The presidents of Azerbaijan, Armenia and Russia may sign a specific document on Karabakh at their forthcoming Jun. 25 meeting in Kazan, an Azeri official has said, reports News.az, citing Interfax-Azerbaijan and APA as sources.
“The presidents will possibly sign a protocol or another document, but right now I cannot say anything,” Novruz Mammadov, head of the foreign relations department at the Azerbaijani Presidential Administration, told journalists on Tuesday.
The summit in Kazan will be the ninth trilateral meeting of the Armenian, Azerbaijani and Russian presidents. They last met in Sochi on Mar. 5, where they issued a joint statement pledging to take further confidence-building measures, including the exchange of prisoners of war. Declarations of some kind are often adopted at these summits.
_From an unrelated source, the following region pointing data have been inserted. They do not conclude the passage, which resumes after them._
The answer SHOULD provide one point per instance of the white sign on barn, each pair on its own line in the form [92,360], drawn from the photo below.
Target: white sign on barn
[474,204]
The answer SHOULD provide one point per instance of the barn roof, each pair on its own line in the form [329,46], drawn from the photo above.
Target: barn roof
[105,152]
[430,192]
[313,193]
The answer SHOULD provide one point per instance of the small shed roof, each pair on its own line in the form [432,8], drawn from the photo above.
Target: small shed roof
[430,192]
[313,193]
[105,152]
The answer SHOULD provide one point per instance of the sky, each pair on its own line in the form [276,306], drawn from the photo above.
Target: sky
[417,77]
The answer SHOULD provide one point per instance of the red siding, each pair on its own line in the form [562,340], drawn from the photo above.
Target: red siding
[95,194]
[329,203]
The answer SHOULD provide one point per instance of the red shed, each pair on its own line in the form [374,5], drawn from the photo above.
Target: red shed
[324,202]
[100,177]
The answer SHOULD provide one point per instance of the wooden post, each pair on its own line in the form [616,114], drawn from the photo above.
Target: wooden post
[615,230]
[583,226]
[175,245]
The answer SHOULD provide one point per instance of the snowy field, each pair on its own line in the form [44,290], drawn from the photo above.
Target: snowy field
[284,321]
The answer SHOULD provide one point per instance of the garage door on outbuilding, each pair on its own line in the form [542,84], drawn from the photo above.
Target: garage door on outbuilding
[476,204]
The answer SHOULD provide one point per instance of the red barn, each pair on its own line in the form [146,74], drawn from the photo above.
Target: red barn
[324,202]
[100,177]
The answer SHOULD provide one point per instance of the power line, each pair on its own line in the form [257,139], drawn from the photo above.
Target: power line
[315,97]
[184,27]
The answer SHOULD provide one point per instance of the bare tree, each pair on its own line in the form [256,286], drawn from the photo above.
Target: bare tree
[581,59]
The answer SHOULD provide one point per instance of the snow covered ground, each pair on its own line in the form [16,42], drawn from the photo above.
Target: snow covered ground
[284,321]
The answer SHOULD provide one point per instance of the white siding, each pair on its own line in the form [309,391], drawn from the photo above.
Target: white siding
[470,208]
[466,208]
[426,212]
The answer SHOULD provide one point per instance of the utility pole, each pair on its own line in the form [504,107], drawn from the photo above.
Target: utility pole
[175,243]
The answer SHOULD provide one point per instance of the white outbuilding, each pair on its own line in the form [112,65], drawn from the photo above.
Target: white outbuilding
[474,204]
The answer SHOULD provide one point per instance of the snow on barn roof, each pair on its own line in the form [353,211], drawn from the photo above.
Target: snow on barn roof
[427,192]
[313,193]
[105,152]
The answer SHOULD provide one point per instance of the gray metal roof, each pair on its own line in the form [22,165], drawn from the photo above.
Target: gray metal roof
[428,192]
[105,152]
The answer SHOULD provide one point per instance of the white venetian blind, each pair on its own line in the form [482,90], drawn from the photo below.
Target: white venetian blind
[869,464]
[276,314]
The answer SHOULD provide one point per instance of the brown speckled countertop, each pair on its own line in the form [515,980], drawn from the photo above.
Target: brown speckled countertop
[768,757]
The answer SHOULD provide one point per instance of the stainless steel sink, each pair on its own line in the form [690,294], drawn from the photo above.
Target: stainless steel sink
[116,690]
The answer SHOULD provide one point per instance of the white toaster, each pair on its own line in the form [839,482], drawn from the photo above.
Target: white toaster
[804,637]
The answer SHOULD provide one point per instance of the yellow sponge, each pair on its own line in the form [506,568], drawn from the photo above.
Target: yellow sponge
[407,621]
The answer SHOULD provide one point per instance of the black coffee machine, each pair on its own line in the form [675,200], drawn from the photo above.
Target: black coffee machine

Novruz Mammadov said that recently there had been a lot of positive signals about the Kazan meeting, including a joint statement on Karabakh adopted by the presidents of Russia, the United States and France during the G8 summit in Deauville.
“Both the international community and the countries co-chairing the OSCE Minsk Group want a change in the status quo in the region. We also want progress in this regard; that is, we want specific districts [of Azerbaijan] to be freed and internally displaced persons to return to their homes,” Mammadov said.
“In order to justify these hopes, the Armenian president should demonstrate political will and express his position. The Armenian side is trying to protract the process of negotiations on various pretexts. This is a non-constructive step,” Mammadov continued.
Asked about the timing of a vote to determine the final status of Nagorno-Karabakh, he said determination of the status of this region would be the final stage in the settlement process, so it would be wrong to talk about it at this point.